Australian medical research institute

The Florey Institute of Neuroscience and Mental Health, more commonly known as The Florey, is an Australian medical research institute that undertakes research into treatments for brain and mind disorders. Named after Adelaide-born pharmacologist and pathologist Howard Florey, the institute's areas of interest include Parkinson's disease, stroke, motor neurone disease, addiction, epilepsy, multiple sclerosis, autism, Huntington's disease, depression, schizophrenia, brain function in health and disease, heart failure, and dementia.

Affiliated with the University of Melbourne, the Austin Hospital and the Royal Melbourne Hospital, the institute is located in the Melbourne suburbs of and in Victoria. It is the largest brain research group in the southern hemisphere and employs approximately 600 staff and students. The institute is led by its director, Professor Peter van Wijngaarden.

==History==

The origins of the institute are based on the 1947 work of the founder, Dr. Derek Denton, and the investigation of the team of scientists, Prof R D Wright, Prof J P Coghlan and Prof Marelyn Wintour-Coghlan into the control of salt and water balance in health and disease.

The institute was formally established in 1971 by the Victorian Government and named in honour of Howard Florey, an Australian Laureate of the 1945 Nobel Prize in Medicine who helped to isolate the active principle of penicillin and developed the first manufacturing process for the antibiotic. The institute conducted research into physiological control of body fluid and electrolyte balance, especially the regulation of the adrenal salt-retaining hormone, aldosterone; micro measurement of hormones; hybridization histochemistry; instincts that control ingestion; and the Relaxin hormone.

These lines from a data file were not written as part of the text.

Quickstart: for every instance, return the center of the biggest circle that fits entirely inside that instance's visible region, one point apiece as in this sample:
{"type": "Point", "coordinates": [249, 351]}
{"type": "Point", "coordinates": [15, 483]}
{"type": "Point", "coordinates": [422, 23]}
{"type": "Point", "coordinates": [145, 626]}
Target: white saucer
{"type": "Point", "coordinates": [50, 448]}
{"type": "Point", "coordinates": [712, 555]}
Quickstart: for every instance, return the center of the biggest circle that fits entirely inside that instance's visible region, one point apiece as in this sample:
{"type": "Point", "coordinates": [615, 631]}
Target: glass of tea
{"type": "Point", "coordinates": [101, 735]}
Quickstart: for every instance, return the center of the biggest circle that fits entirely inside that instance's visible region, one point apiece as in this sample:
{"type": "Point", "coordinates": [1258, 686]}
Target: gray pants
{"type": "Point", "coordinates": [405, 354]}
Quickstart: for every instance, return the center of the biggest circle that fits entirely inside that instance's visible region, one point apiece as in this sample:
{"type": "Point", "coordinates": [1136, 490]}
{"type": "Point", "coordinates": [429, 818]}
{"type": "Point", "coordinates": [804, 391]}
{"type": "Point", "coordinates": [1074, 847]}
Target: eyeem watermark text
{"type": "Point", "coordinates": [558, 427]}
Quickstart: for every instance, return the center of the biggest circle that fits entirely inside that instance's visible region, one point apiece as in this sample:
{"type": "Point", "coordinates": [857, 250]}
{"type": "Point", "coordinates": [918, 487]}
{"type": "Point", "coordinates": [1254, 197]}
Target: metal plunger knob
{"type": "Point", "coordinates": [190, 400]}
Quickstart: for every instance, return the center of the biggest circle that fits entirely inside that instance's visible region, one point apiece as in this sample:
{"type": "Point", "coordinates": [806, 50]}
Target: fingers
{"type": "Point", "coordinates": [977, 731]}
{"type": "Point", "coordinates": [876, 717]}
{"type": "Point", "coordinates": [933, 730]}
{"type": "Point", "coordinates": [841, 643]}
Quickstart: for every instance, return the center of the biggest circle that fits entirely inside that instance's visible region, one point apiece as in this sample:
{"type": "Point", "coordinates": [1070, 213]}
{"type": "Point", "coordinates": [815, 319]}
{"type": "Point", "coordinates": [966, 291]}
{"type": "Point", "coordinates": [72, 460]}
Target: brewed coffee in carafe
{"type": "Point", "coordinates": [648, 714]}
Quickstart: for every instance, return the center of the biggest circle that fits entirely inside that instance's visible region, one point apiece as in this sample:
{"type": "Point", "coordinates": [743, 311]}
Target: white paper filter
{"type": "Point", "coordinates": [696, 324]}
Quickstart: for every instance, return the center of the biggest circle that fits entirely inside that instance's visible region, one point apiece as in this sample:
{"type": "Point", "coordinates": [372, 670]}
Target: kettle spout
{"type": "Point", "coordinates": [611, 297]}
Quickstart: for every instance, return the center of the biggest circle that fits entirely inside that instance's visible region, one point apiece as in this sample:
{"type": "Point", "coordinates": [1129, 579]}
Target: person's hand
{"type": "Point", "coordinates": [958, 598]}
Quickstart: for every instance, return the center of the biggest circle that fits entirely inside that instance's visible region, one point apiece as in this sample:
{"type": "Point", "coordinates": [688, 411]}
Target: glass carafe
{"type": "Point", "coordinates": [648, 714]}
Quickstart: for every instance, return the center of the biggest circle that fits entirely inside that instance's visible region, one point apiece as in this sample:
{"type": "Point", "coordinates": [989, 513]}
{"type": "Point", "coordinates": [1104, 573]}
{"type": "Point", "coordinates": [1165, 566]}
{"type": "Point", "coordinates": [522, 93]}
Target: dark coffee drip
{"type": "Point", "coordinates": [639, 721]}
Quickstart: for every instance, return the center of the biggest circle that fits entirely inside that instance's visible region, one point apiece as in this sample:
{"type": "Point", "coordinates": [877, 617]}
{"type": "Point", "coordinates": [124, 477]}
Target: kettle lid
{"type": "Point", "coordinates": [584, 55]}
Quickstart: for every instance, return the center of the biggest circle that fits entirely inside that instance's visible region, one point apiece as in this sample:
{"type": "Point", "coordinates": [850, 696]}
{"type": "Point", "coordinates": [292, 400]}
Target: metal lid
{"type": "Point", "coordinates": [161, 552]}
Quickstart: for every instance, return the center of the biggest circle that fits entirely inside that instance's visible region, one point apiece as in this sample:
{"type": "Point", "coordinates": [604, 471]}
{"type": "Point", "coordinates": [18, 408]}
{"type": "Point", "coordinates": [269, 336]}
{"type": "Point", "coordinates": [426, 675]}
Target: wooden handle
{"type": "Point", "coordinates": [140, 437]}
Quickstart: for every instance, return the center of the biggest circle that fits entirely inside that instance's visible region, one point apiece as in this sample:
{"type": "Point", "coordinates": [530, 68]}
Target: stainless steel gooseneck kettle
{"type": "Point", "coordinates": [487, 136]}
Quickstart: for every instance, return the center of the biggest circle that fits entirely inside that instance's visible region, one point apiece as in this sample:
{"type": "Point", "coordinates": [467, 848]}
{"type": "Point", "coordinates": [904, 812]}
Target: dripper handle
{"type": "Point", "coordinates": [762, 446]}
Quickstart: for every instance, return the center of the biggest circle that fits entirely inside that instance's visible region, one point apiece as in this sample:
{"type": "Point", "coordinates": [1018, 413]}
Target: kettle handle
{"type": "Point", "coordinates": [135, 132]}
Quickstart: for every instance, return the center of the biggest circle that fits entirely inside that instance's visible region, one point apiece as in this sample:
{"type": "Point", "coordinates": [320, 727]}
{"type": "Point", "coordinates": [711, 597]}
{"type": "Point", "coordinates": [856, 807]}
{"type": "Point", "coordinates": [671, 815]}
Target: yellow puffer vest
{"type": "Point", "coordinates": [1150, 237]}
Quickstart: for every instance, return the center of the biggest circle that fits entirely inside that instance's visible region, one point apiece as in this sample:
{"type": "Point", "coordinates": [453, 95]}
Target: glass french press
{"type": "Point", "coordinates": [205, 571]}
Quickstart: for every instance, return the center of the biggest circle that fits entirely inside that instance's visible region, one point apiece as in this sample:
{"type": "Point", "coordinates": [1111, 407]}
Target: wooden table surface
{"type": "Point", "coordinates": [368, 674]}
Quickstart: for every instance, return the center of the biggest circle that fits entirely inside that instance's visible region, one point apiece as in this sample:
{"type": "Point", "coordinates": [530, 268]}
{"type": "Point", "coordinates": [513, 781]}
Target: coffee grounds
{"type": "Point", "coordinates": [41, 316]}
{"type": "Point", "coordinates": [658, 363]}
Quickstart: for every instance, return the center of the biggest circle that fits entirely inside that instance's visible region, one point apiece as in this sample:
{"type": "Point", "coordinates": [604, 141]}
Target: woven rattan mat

Previously known as the Howard Florey Institute of Experimental Physiology and Medicine, in 1997 the institute's focus broadened to encompass brain disorders. From 1997 to 2007, the neuroscientist Professor Frederick Mendelsohn AO, led the institute.

On 1 July 2007 the legislation that created the Howard Florey Institute of Experimental Physiology and Medicine was repealed, and the Florey amalgamated with the Brain Research Institute and the National Stroke Research Institute to become collectively known as the Florey Neuroscience Institutes (FNI). As part of the amalgamation process, a new research facility was constructed to house the FNI, the Mental Health Research Institute and researchers from the University of Melbourne. In 2012, with the amalgamation of the Mental Health Research Institute and the Florey Neuroscience Institutes, the Florey Institute of Neuroscience and Mental Health was formed. Research now includes psychiatric conditions such as depression, bipolar disorder and schizophrenia, and on neurodegenerative illnesses, particularly Alzheimer's disease and Parkinson's disease.